A Trainer class for training machine learning models with support for custom learning rate schedulers, training and validation data loaders, and configurable training parameters. This class can be extended to create custom trainers as per your training requirements.

Parameters:
  • node (object) – A ravnest.node object that contains the optimizer for training.

  • lr_scheduler (object, optional) – Learning rate scheduler for the optimizer, defaults to None.

  • lr_scheduler_params (dict, optional) – Parameters for the learning rate scheduler, defaults to None.

  • train_loader (DataLoader) – DataLoader for the training dataset.

  • val_loader (DataLoader, optional) – DataLoader for the validation dataset, defaults to None.

  • val_freq (int, optional) – Frequency of validation checks during training, defaults to 1.

  • save (bool, optional) – Whether to save the submodel after training, defaults to False.

  • epochs (int, optional) – Number of epochs to train the model, defaults to 1.

  • batch_size (int, optional) – Size of the training batches, defaults to 64.

  • step_size (int, optional) – Step size for gradient updates, defaults to 1.

  • inputs_dtype (torch.dtype, optional) – Data type for the input tensors, defaults to None.

  • n_forwards (int) – Counter for the number of forward passes, initialized to 0.

evaluate()[source]

Evaluate the trained model on the validation data.

Performs inference on validation data and computes validation accuracy using the trained model.

pred(data)[source]

Perform prediction on sample test data using the trained model.

Parameters:

data (np.ndarray or torch.Tensor) – Sample data for prediction, can be numpy array or torch tensor

Returns:

Prediction result

Return type:

torch.Tensor

train()[source]

Train the model using the specified training and validation data loaders.

Iterates over the training data for the specified number of epochs, performing forward computations, updating parameters, and optionally evaluating on validation data.

ravnest.utils

ravnest.utils.model_fusion(cluster_id=0)[source]

Fuses state dictionaries from TorchScript submodels (.pt files) hosted on all Providers belonging to a cluster.

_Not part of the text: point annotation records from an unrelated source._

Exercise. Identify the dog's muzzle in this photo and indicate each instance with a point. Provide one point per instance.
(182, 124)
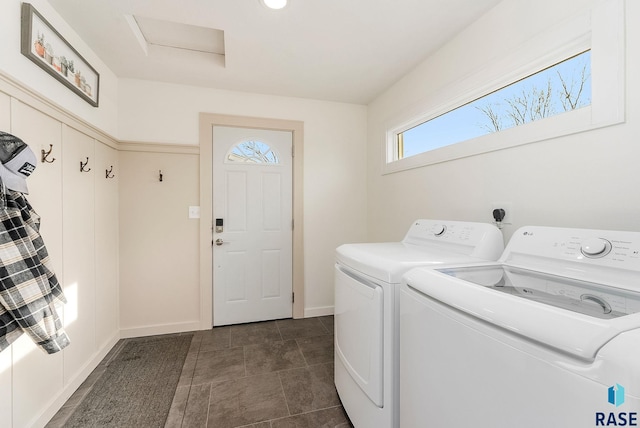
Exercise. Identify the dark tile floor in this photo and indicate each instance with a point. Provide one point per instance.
(273, 374)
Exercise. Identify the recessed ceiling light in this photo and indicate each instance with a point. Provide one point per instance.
(274, 4)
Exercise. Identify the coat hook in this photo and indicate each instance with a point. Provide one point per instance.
(46, 154)
(83, 165)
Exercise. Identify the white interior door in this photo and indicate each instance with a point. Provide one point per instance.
(252, 247)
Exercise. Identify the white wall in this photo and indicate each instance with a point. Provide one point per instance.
(334, 159)
(584, 180)
(23, 70)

The combined state dictionary is then saved at ‘trained/trained_state_dict.pt’. This final state_dict can then be loaded into the main model using model.load_state_dict() for obtaining the final trained main model.

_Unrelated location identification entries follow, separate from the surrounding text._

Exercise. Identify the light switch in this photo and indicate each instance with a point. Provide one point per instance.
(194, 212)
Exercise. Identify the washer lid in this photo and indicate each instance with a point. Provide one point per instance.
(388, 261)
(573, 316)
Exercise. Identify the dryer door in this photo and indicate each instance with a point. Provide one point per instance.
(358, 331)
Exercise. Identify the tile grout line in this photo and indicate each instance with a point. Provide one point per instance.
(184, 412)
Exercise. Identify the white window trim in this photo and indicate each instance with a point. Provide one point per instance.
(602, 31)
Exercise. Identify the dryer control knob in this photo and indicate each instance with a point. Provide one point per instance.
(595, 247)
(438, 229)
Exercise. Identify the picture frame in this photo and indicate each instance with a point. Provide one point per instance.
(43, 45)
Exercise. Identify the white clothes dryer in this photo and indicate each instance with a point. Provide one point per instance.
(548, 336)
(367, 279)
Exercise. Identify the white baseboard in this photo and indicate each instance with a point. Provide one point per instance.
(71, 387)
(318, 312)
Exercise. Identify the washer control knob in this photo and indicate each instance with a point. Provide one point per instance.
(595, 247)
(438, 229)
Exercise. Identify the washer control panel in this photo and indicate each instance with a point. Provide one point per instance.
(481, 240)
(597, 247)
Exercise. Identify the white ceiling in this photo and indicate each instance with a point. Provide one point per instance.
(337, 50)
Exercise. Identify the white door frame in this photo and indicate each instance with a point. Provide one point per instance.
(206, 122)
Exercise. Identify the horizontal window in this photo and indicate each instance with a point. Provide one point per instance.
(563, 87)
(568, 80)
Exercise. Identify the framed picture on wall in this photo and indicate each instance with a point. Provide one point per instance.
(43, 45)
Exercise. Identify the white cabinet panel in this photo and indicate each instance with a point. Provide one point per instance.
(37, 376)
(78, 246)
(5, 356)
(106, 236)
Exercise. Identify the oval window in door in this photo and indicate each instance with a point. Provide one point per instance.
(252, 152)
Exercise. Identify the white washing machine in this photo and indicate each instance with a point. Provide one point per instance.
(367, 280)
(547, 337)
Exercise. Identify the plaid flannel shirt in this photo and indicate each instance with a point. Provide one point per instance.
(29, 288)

Make sure to set the save parameter of Trainer() instance to True for saving submodels post-training. Only then this method to work.

Parameters:

cluster_id (int, optional) – ID of the cluster whose submodels need to be combined into the main model, defaults to 0

ravnest.utils.set_seed(seed=42)[source]

Set the seed for random number generators across torch, numpy and random modules. Handles seed for torch.cuda based on GPU availability.

Parameters:

seed (int, optional) – seed number, defaults to 42

ravnest.operations.utils

ravnest.operations.utils.clusterize(model=None, example_args=(), example_kwargs={}, pass_data=False)[source]

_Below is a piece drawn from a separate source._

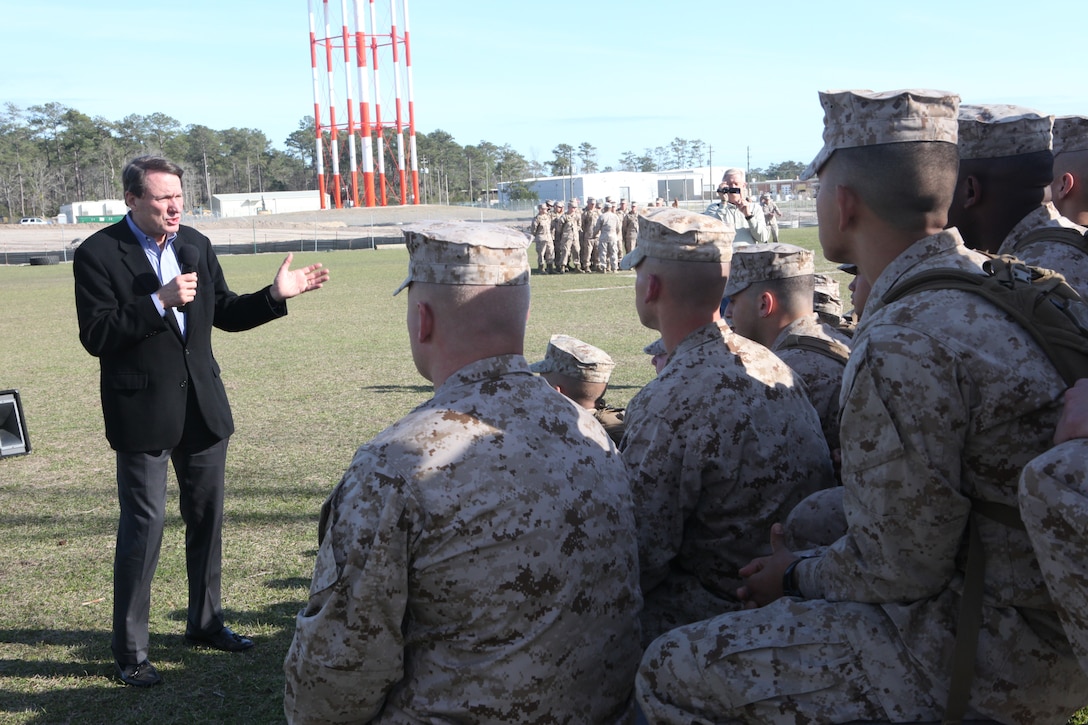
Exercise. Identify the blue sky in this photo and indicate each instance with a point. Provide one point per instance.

Takes the complete deep learning model and forms clusters from a pool of compute nodes defined in node_data/node_configs.json file. Automates the whole process of address sharing across nodes, reduction ring formation and seamlessly stores the results as node metadata json files for each node in node_data/nodes/ folder. These metadata files are later used by ravnest.node.Node class to load all relevant attributes pertaining to a node.

Parameters:
  • model – The complete Pytorch Model that needs to be split, defaults to None

  • example_args – A sample torch tensor that the model expects as input during forward pass, defaults to ()

  • example_kwargs – Any extra sample inputs that the model expects passed as a dictionary, defaults to {}

  • pass_data – If set to true, this performs a full forward pass with example_arg tensor to calculate the size of full model. If set to false, it will still calculate full model size using simpler mathematical techniques. Note that disabling this may not work for all models. Defaults to False

Raises:

ValueError – If the sum of the node RAMs in a cluster does not exceed full model’s size.